This work adds a generic facility for use from eBPF JIT compilers
that allows for further hardening of JIT generated images through
blinding constants. In response to the original work on BPF JIT
spraying published by Keegan McAllister [1], most BPF JITs were
changed to make images read-only and start at a randomized offset
in the page, where the rest was filled with trap instructions. We
have this nowadays in x86, arm, arm64 and s390 JIT compilers.
Additionally, later work also made eBPF interpreter images read
only for kernels supporting DEBUG_SET_MODULE_RONX, that is, x86,
arm, arm64 and s390 archs as well currently. This is done by
default for mentioned JITs when JITing is enabled. Furthermore,
we had a generic and configurable constant blinding facility on our
todo for quite some time now to further make spraying harder, and
first implementation since around netconf 2016.

We found that for systems where untrusted users can load cBPF/eBPF
code where JIT is enabled, start offset randomization helps a bit
to make jumps into crafted payload harder, but in case where larger
programs that cross page boundary are injected, we again have some
part of the program opcodes at a page start offset. With improved
guessing and more reliable payload injection, chances can increase
to jump into such payload. Elena Reshetova recently wrote a test
case for it [2, 3]. Moreover, eBPF comes with 64 bit constants, which
can leave some more room for payloads. Note that for all this,
additional bugs in the kernel are still required to make the jump
(and of course to guess right, to not jump into a trap) and naturally
the JIT must be enabled, which is disabled by default.

For helping mitigation, the general idea is to provide an option
bpf_jit_harden that admins can tweak along with bpf_jit_enable, so
that for cases where JIT should be enabled for performance reasons,
the generated image can be further hardened with blinding constants
for unpriviledged users (bpf_jit_harden == 1), with trading off
performance for these, but not for privileged ones. We also added
the option of blinding for all users (bpf_jit_harden == 2), which
is quite helpful for testing f.e. with test_bpf.ko.
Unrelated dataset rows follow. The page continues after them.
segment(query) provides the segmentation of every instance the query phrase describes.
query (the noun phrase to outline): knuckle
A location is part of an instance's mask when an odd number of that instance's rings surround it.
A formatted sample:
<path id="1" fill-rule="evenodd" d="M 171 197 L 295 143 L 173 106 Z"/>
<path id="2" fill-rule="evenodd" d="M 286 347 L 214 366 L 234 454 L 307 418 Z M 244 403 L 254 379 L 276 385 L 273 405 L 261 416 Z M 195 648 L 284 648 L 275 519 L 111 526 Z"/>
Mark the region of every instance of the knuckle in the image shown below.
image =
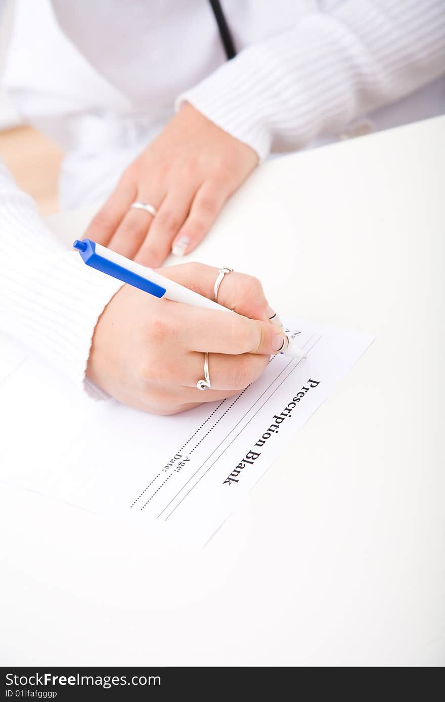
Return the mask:
<path id="1" fill-rule="evenodd" d="M 231 370 L 231 386 L 236 390 L 243 390 L 252 380 L 252 369 L 249 359 L 237 358 Z"/>
<path id="2" fill-rule="evenodd" d="M 205 277 L 205 270 L 209 267 L 205 263 L 199 263 L 198 261 L 185 263 L 184 265 L 186 265 L 190 269 L 191 274 L 195 277 L 197 280 L 201 280 Z"/>
<path id="3" fill-rule="evenodd" d="M 106 210 L 100 210 L 91 220 L 91 227 L 98 230 L 108 230 L 113 225 L 113 220 Z"/>
<path id="4" fill-rule="evenodd" d="M 177 232 L 179 226 L 179 218 L 173 210 L 161 210 L 157 215 L 157 224 L 167 232 Z"/>
<path id="5" fill-rule="evenodd" d="M 170 325 L 165 319 L 160 318 L 153 319 L 150 325 L 148 334 L 150 342 L 157 346 L 160 346 L 169 338 Z"/>
<path id="6" fill-rule="evenodd" d="M 199 207 L 205 215 L 212 215 L 218 209 L 218 199 L 216 195 L 207 194 L 200 198 Z"/>
<path id="7" fill-rule="evenodd" d="M 226 180 L 231 173 L 233 162 L 226 156 L 221 156 L 214 164 L 215 173 L 219 180 Z"/>
<path id="8" fill-rule="evenodd" d="M 244 294 L 246 297 L 257 300 L 264 297 L 263 286 L 261 281 L 253 275 L 246 275 L 243 284 Z"/>
<path id="9" fill-rule="evenodd" d="M 243 353 L 249 351 L 252 345 L 252 328 L 250 320 L 240 316 L 233 315 L 234 319 L 230 328 L 231 345 L 236 352 Z M 254 344 L 254 341 L 253 342 Z"/>
<path id="10" fill-rule="evenodd" d="M 124 223 L 122 233 L 126 239 L 139 239 L 141 237 L 141 223 L 129 220 Z"/>

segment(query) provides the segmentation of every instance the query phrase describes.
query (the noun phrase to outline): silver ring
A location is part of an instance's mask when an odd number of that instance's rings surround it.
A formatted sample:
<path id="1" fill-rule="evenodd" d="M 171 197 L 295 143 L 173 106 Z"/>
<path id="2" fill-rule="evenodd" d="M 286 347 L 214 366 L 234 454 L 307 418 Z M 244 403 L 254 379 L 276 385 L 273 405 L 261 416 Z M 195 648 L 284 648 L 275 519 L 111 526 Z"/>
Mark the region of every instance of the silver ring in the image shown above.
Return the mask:
<path id="1" fill-rule="evenodd" d="M 217 277 L 217 279 L 215 280 L 215 284 L 213 286 L 214 303 L 216 303 L 217 301 L 217 298 L 218 297 L 218 291 L 219 290 L 219 286 L 221 285 L 221 280 L 223 279 L 225 275 L 227 275 L 228 273 L 231 273 L 233 270 L 233 268 L 228 268 L 227 267 L 219 269 L 218 272 L 218 276 Z"/>
<path id="2" fill-rule="evenodd" d="M 204 354 L 204 380 L 196 383 L 198 390 L 210 390 L 210 376 L 209 375 L 209 355 L 207 351 Z"/>
<path id="3" fill-rule="evenodd" d="M 135 210 L 145 210 L 152 217 L 156 216 L 156 210 L 153 205 L 149 205 L 148 202 L 139 202 L 138 200 L 136 200 L 136 202 L 131 203 L 130 208 L 131 207 L 134 207 Z"/>

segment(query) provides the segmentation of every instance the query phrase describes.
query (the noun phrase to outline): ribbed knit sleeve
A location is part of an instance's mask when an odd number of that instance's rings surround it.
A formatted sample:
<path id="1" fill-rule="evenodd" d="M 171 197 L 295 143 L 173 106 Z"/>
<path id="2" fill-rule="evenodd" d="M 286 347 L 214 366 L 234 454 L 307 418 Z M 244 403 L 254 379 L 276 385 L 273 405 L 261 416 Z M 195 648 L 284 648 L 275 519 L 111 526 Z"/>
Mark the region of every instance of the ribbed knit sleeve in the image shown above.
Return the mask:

There are no
further e.g. hardening levels of bpf_jit_harden switch intended,
rationale is to have it dead simple to use as on/off. Since this
functionality would need to be duplicated over and over for JIT
compilers to use, which are already complex enough, we provide a
generic eBPF byte-code level based blinding implementation, which is
then just transparently JITed. JIT compilers need to make only a few
changes to integrate this facility and can be migrated one by one.

This option is for eBPF JITs and will be used in x86, arm64, s390
without too much effort, and soon ppc64 JITs, thus that native eBPF
can be blinded as well as cBPF to eBPF migrations, so that both can
be covered with a single implementation. The rule for JITs is that
bpf_jit_blind_constants() must be called from bpf_int_jit_compile(),
and in case blinding is disabled, we follow normally with JITing the
passed program. In case blinding is enabled and we fail during the
process of blinding itself, we must return with the interpreter.
Similarly, in case the JITing process after the blinding failed, we
return normally to the interpreter with the non-blinded code. Meaning,
interpreter doesn't change in any way and operates on eBPF code as
usual. For doing this pre-JIT blinding step, we need to make use of
a helper/auxiliary register, here BPF_REG_AX. This is strictly internal
to the JIT and not in any way part of the eBPF architecture. Just like
in the same way as JITs internally make use of some helper registers
when emitting code, only that here the helper register is one
abstraction level higher in eBPF bytecode, but nevertheless in JIT
phase. That helper register is needed since f.e. manually written
program can issue loads to all registers of eBPF architecture.

The core concept with the additional register is: blind out all 32
and 64 bit constants by converting BPF_K based instructions into a
small sequence from K_VAL into ((RND ^ K_VAL) ^ RND). Therefore, this
is transformed into: BPF_REG_AX := (RND ^ K_VAL), BPF_REG_AX ^= RND,
and REG <OP> BPF_REG_AX, so actual operation on the target register
is translated from BPF_K into BPF_X one that is operating on
BPF_REG_AX's content. During rewriting phase when blinding, RND is
newly generated via prandom_u32() for each processed instruction.
64 bit loads are split into two 32 bit loads to make translation and
patching not too complex. Only basic thing required by JITs is to
call the helper bpf_jit_blind_constants()/bpf_jit_prog_release_other()
pair, and to map BPF_REG_AX into an unused register.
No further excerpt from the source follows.